Hacktivism isn’t dead, it’s constantly evolving.Fabrice Epelboin, French specialist in hacktivism
On the other hand, a new form of hacktivism has slipped under the radar, one more closely linked to the media and its alternatives. “In France, when Jean-Marie Le Pen was excluded from mainstream media, a certain section of the French population took refuge online. Three years on, Dieudonné was excluded and, again, a certain group of people took refuge in the online world. Then there were those who voted no in the referendum... Today, all these various parts of French public opinion can be found on the Internet”, explains Fabrice Epelboin. “They’ve developed the skills and discussions that simply don’t appear in the mainstream media. Hacktivism isn’t dead, it’s constantly evolving”. What’s clear is that hacktivism is no longer the preserve of hackers alone, it’s become a tool in the hands of various powers. As a result, two forms of hacktivism are particularly active today: media hacktivism – from the likes of Cambridge Analytica, the former American Vice-President of which Steve Bannon never hid his intention to interfere with European elections to install hard-right candidates in power – and terrorist hacktivism – such as ISIS, a large part of whose activities (recruitment, networking, communications and propaganda) take place online. A change of scale and unprecedented dialogue.
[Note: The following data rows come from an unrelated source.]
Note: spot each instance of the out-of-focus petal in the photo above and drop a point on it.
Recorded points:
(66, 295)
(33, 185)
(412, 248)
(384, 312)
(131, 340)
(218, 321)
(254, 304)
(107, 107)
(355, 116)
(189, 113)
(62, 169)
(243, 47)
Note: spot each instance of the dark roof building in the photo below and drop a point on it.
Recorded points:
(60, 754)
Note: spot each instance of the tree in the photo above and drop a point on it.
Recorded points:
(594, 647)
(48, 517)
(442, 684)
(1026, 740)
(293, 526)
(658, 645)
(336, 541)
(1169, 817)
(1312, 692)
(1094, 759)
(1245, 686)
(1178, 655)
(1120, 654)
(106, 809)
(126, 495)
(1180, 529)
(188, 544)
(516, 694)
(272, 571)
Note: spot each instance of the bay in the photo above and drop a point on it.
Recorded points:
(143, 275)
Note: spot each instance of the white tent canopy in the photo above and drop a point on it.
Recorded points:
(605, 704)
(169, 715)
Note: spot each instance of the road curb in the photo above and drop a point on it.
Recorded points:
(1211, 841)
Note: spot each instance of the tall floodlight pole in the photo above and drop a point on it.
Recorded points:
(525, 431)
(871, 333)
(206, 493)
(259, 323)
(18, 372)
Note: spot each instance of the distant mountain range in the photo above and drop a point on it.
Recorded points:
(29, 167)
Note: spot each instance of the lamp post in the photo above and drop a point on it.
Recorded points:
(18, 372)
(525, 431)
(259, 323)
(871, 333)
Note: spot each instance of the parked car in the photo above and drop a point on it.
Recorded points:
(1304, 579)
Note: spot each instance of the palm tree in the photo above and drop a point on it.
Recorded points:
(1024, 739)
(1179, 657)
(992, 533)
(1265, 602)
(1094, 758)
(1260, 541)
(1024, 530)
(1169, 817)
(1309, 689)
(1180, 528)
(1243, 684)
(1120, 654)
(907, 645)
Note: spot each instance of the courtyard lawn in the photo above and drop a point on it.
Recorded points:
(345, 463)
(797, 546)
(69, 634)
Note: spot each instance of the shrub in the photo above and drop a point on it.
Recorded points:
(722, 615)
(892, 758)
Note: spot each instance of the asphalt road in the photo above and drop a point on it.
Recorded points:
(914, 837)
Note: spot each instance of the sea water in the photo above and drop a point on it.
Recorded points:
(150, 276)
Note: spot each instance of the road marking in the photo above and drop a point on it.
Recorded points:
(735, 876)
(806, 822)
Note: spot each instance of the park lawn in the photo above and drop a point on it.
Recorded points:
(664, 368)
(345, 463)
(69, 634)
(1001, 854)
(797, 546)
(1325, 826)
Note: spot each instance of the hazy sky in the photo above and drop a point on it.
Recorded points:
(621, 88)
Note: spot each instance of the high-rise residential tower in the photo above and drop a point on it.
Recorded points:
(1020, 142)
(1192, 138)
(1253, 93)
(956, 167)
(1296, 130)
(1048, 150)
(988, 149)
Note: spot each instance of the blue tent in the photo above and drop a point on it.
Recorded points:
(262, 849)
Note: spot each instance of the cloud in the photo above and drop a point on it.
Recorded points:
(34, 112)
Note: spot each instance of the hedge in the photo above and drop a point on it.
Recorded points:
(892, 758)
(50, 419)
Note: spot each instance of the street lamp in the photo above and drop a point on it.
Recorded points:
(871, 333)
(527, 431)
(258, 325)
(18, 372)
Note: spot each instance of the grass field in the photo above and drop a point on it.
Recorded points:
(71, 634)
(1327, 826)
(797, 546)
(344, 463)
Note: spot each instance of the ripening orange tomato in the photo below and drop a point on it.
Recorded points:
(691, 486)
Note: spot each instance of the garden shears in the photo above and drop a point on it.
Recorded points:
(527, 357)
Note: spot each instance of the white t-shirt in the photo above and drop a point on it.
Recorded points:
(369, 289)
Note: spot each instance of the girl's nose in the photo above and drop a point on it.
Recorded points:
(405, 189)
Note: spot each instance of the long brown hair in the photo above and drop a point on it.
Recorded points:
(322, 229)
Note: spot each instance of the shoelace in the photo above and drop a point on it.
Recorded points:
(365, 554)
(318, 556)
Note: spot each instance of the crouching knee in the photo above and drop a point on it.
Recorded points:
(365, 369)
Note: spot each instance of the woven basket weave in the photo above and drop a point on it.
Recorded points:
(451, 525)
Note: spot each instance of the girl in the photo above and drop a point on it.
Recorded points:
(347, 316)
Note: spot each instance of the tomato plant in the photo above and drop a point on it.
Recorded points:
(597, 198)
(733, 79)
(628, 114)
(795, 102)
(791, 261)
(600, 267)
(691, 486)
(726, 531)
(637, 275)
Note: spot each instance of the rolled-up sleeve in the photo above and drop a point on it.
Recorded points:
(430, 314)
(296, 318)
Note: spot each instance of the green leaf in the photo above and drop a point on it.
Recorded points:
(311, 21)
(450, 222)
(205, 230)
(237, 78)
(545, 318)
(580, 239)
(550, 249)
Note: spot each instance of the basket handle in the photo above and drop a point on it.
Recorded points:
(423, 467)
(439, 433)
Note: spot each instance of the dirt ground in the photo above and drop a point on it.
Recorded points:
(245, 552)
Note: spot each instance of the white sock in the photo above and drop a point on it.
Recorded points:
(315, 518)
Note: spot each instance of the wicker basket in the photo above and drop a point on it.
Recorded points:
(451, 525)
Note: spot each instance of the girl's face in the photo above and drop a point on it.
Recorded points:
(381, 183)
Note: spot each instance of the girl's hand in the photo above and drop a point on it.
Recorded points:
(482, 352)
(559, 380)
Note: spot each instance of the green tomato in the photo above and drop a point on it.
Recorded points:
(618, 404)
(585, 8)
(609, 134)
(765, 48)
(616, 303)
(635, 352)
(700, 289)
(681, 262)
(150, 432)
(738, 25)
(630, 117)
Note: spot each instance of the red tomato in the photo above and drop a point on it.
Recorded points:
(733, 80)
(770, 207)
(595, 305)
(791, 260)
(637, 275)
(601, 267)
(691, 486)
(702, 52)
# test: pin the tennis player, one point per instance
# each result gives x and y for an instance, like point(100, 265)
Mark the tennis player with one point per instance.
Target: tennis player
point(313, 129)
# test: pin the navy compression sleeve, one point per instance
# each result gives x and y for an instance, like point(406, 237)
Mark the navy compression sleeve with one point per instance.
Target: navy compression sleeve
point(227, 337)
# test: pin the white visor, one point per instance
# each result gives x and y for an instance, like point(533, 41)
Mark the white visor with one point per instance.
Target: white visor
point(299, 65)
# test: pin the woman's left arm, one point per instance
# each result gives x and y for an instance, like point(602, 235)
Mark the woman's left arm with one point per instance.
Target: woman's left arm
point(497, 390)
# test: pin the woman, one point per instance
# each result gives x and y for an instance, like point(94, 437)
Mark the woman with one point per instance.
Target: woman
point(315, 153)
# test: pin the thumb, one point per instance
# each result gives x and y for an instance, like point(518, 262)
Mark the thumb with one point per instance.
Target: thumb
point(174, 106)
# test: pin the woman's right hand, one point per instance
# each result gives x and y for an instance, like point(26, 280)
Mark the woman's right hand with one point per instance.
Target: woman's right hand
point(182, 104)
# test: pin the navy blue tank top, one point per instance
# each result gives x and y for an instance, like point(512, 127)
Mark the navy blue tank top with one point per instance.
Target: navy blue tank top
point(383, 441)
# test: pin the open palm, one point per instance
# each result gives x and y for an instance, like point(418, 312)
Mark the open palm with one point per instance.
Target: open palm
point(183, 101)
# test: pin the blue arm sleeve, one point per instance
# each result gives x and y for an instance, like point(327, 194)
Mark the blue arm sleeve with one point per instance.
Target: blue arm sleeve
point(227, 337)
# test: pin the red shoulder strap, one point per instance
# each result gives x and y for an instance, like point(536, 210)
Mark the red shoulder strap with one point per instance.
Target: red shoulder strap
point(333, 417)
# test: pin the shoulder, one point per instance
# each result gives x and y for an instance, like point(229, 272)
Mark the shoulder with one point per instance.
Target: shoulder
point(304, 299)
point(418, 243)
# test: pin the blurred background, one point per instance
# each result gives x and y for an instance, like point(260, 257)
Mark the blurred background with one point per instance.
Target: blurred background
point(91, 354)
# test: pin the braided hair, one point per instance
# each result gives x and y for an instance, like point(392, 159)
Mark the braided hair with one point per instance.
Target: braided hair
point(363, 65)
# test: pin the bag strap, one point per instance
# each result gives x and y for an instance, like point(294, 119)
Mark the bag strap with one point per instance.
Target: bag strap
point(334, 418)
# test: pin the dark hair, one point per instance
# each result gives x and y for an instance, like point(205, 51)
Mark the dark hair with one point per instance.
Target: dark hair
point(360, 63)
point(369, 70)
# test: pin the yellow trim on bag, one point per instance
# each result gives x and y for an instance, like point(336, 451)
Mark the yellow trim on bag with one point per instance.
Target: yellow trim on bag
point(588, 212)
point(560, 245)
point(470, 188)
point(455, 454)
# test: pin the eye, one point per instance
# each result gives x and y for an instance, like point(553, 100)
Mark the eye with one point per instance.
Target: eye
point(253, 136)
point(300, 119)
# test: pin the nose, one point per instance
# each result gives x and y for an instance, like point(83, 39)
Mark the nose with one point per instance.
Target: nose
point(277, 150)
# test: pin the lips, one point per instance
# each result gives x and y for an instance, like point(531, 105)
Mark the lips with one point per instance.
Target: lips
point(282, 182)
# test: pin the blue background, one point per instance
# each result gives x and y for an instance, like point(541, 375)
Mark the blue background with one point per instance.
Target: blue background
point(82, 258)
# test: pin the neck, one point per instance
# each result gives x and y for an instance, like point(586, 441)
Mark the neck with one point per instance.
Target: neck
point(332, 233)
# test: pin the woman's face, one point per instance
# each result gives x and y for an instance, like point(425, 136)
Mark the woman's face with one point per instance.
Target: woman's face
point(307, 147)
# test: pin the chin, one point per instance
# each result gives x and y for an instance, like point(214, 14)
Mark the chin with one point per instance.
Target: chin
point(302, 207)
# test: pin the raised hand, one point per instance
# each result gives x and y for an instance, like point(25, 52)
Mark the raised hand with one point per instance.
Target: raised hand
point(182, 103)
Tomorrow’s hacktivism will centre around states and citizens
“The most impressive softpower action online was clearly how Cambridge Analytica led to the election of Donald Trump”, explains Fabrice Epelboin. Behind this organisation we find Steve Bannon, but also Peter Thiel, Trump’s digital advisor, who is also the founder of PayPal and Palantir, a surveillance software used by several of the world’s intelligence agencies. Not to mention billionaire Robert Mercer, who funded Trump’s campaign and is one of the founding fathers of artificial intelligence. “These are IT geniuses getting into politics, and that’s crucial for understanding what’s really taking place”, insists Fabrice Epelboin. “Hacktivism isn’t dead, but it’s being recovered by the powerful, and we aren’t necessarily noticing”.
This is where we arrive at a new challenge, data. “It’s ironic that most hacktivists began their careers out of a desire to guarantee free access to online information”, notes Marco Genovese. “Today, the problem has been reversed, given data is so easily accessible. Even our personal data is now exposed online” and exploited by these new hacktivists.
Is something about to come along and wake this historic hacktivism from its slumber?